Location; – Queen Elizabeth N.P
– Murchison Falls N.P
– L. Mburo N.P
xiii) Eland; a female eland weighs between 300-600kg while a male one is between 400-942kg.The animals are very large, tan bovine in which both sexes have horns and dew lap. They have long tail with tufted tip and narrow, relatively small ears. Males tend to increase in weight throughout their life, neck and shoulders darken from tan to grey and dew lap enlarges until it hangs below the level of the knees. Hair on males’ fore head also changes, becoming more and bushier. Mouth and muzzle are small and pointed in comparison to those of buffaloes and cattle.
Elands are primarily animals of the woodlands and woodland savannah. They gather in large herds during and after the rains and scatter into smaller groups in the dry season. They browse foliage and herbs. In dry seasons, elands feed on myrrh and bush willows. Malula fruit and acacia seeds are eaten in large quantities in the dry season.

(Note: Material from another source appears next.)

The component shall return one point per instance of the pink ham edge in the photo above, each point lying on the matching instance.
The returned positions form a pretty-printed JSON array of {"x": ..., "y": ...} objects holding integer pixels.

Mutual attraction among calves leads to temporally isolated groups of up to 50 animals from where female herds form hierarchies determined by principle of rank, age and size in both sexes. They temporarily congregate up to 100 where young female animals are known to be nomadic while older male animals are more residential. More mating take place during rains from which birth is given after 9months at the end of dry season. Elands can live up to 25 years.
Location; – L.Mburo N.P
– Queen Elizabeth N.P
xiv) Duikers; these are forested antelopes with compact body, head and short wedged head with horns. There are several sub-species but we shall look at a bush duiker as a case study.
Bush duiker is long-legged and has larger ears than forest duikers. Their color varies according to the region it is placed in. Male animals are the only ones with straight, upright horns. It flourishes in a wide range of habitats.
Leaves and shoots of numerous dominant bush plants, fruits are very important in their diet. The bush duiker does not need water Male animals defend territories with little or no overlap in range.
Location; – L. Mburo N.P
– Queen Elizabeth N.P
- xv) Topi; a female topi weighs beyween75-150kg while a male one is between120-160kg. They are large, compact antelope with deep chest, prominently ridge shoulders, rather short neck and long face. The tail is narrow and fringed. Horns vary from one region to another but all have backward curving stems and forward or inward curving tips. Their body color varies from rather yellowish bleached brown to red or even purplish brown. Black patches on hind quarters and fore legs above, are ochre- colored stockings. Topis prefer seasonally flooded grasslands. They follow receding waters in the dry season and retreat into higher ground in the rains or flood season. These animals like naturally short or medium height pastures.
Although most valley grasses are taken are taken, they prefer very short leaves which are striped from the stems with a nodding action that finely balances raking wrenches with clipping bites. Despite the topis living in large migratory herds, they may co-exist with other residential animals. Residents probably off shoots of larger aggregations but they occupy territories defended by males. Large groups have very intense rutting while herds are at their most concentrated. Young are born after an 8 month gestation. The sandy-fawn calf lies up for a few days before joining its mother. Young often gather spontaneously and females may form a defensive ring around them.